Ho letto che Mauro Uliassi, ultimo chef salito nell’olimpo dei tristellati, ha riconosciuto l’ispettore della Guida Michelin. Lo ha dichiarato en passant, tra ricordi e flussi di coscienza – tanto che la cosa è passata inosservata – in una lunga intervista rilasciata a Cook, l’allegato di cucina domani in edicola con il Corriere della Sera.
Un’esaustiva testimonianza sull’essere cuochi con l’obiettivo della terza Michelin (quella che ha ottenuto, proprio lo scorso autunno, il suo “Uliassi” di Senigallia, caldeggiata da tantissimi, noi compresi), oserei dire la confessione di una (mezza) carriera vissuta in funzione di quella. Provo a riassumervela, per punti:
- Ottenere il riconoscimento più ambito dalla Rossa a 60 anni, anziché a 40, è una scocciatura, “ti chiamano ovunque e tu hai meno energie da spendere”. Questo punto non è fondamentale ai fini del racconto, ma glieli avreste dati 60 anni a Uliassi? Io no, e d’altronde nemmeno me lo vedo a spadellare per gli sponsor o filantropare per un cachet televisivo;
- La scalata, una stella dopo l’altra, è un lavoro lungo, metodico, con meccanismi in parte modificati. E anche sfinente, tanto che si arriva a dire: “Se a novembre scorso non fossi riuscito a prendere le tre stelle, avrei mandato tutti a quel paese, reggere questi ritmi ora che non sono più un ragazzetto non è facile”. Del tipo: “Ma come, non vedete che sto facendo tutto per prendere la terza stella? Sapete che c’è, che se non me la date mi apro un chiosco di Gelati Algida”. Come se senza il bacio della Michelin tutto il suo lavoro non avesse senso;
- Uliassi che ripercorre a ritroso l’attesa della sua (meritatissima!) terza stella riesce a trasmettermi la stessa sensazione che ho provato quando un amico, per scherzo, mi ha costretta a vedere le immagini di un parto bigemellare. Non voglio due gemelli e non voglio fare lo chef;
- Mauro Uliassi e Moreno Cedroni, i due vicini di casa chef – star, rosicano per le reciproche stelle. Uliassi “ci rimase malissimo” quando Cedroni vinse la seconda stella.
Poi, la rivelazione. Il segreto di Pulcinella, per la verità, che però chi bazzica nel settore gastronomico, a titolo qualsiasi, non osa certo mettere nero su bianco: che il titolo di “ispettore” dei critici della Michelin faccia più che altro folkolore e non corrisponda a un anonimato assoluto osiamo dircelo nell’orecchio, con una mano davanti alla bocca.

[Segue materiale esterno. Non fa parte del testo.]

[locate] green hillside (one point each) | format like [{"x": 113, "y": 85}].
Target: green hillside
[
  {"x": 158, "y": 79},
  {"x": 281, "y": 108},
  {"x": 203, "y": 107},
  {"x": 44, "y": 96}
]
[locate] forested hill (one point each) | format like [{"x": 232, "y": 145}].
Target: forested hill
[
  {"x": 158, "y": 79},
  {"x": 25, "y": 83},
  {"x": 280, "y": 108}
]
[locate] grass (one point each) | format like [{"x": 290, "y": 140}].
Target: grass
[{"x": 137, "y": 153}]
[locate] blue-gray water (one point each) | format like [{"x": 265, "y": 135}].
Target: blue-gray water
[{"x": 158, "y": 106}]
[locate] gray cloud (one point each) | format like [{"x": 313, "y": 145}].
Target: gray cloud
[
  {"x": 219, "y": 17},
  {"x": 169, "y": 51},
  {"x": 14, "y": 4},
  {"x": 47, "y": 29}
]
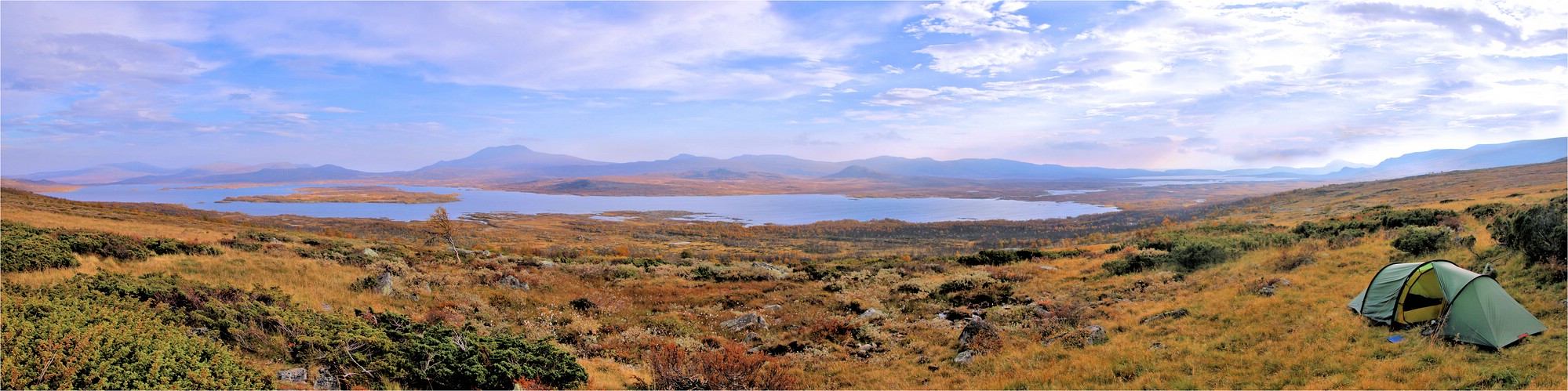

Eppure rivela lo chef, rimandando alla mente il calvario prima del traguardo: “Nel 2013 viene qui un ispettore della Michelin, dopo aver pagato si presenta e ci dice di aver mangiato il miglior menu di caccia d’Europa. Così ci invita ad alzare l’asticella. Io convinco la brigata a ingranare la quinta. Dobbiamo stare concentrati, seri, coerenti, dico a tutti. Piano piano il gruppo, fino all’ultimo lavapiatti, si fa coinvolgere”.
L’ispettore anonimo si presenta e dice come aggiustare il tiro? Ma cosa ho appena letto?
Poi lo spannung, il momento di massima tensione (finalmente), che coincide con la sera della scorsa estate in cui Juliane Caspar (epiteto scelto dalla giornalista: “La famosa tedesca”. E in effetti è nota, ma gli ispettori non erano in incognito?) ha tagliato la testa al toro. Arrivata “dalla Francia a dare l’assenso all’assegnazione della terza stella”, si è seduta al tavolo di Uliassi, ponendo così fine alle sue sofferenze.
“La riconobbi quando lessi il nome sulla carta di credito. Era stata una serata magica, luce perfetta, grande quiete, tutti i clienti si complimentavano. Lei era stupita, soprattutto dagli spaghetti affumicati con vongole e datterini arrostiti”.
Un lieto fine. L’anonimato degli ispettori è andato a farsi benedire, ma questa terza stella mi sembra davvero una benedizione. Iniziavo ad avere il magone.